L'employeur expose que l'exposition au risque du tableau 57A n'est pas établie, le salarié n'ayant pas effectué des travaux comportant des mouvements ou le maintien de l'épaule sans soutien en abduction avec un angle supérieur ou égal à 60° pendant au moins deux heures par jour en cumulé ou avec un angle supérieur à 90° pendant au moins une heure par jour en cumulé.
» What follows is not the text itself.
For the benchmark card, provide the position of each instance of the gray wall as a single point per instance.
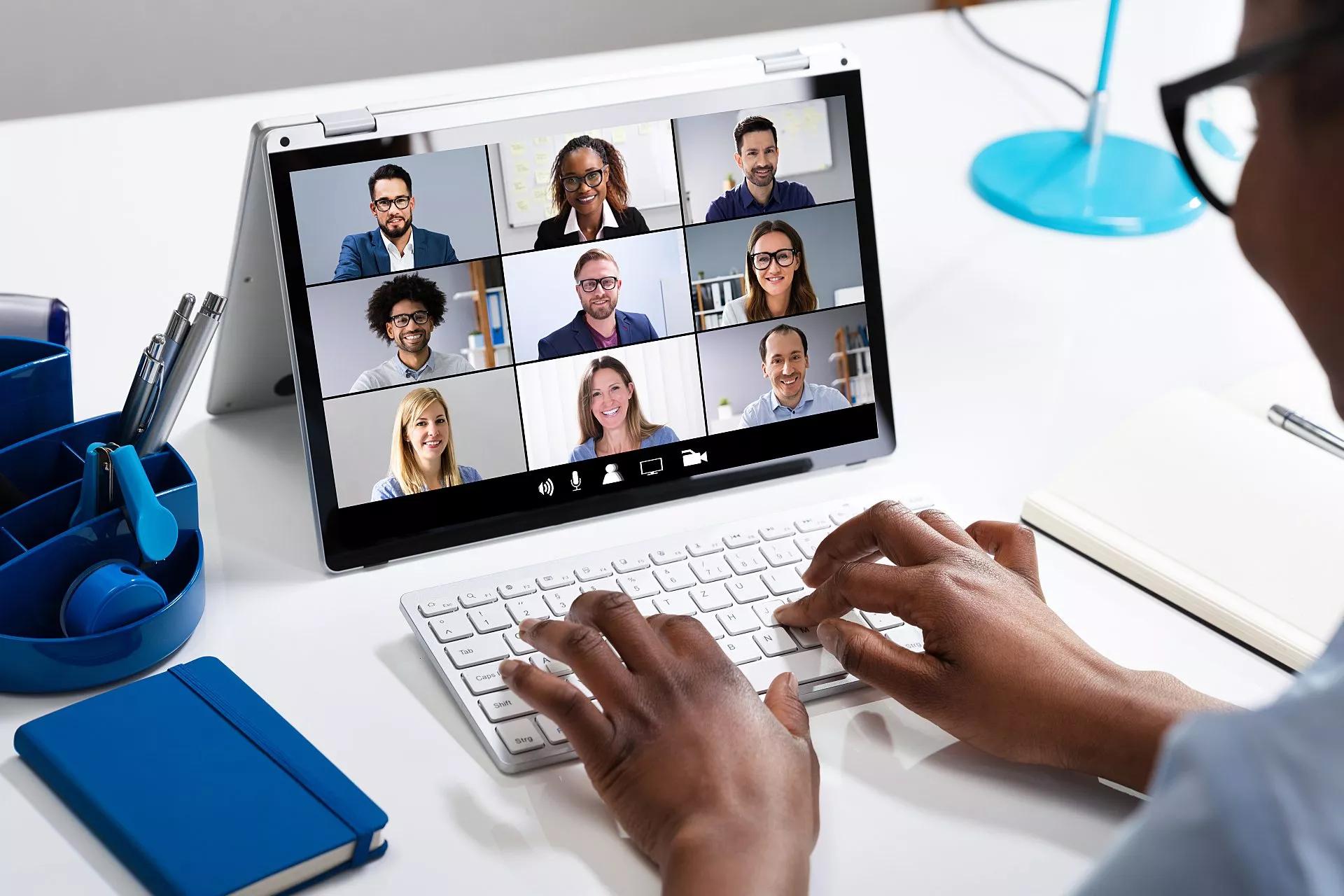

Considérant que les réponses apportées dans les questionnaires employeur/salarié sont contradictoires, il soutient que la caisse devait diligenter une enquête plus poussée afin qu'une étude de poste précise et circonstanciée soit réalisée. Elle souligne que le salarié conduisait pendant 60% de son temps de travail une mini pelle disposant d'accoudoirs et de leviers de commande, qu'il y avait ainsi un soutien des membres supérieurs, et que du fait de la configuration de cet engin, avec un siège surélevé et de la disposition des leviers de commande, la conduite n'implique pas d'angulation supérieur ou égale à 60°. Elle ajoute que dans le cadre de ses autres fonctions, le salarié n'était pas davantage amené à effectuer les mouvements décrits et quantifiés par le tableau 57A.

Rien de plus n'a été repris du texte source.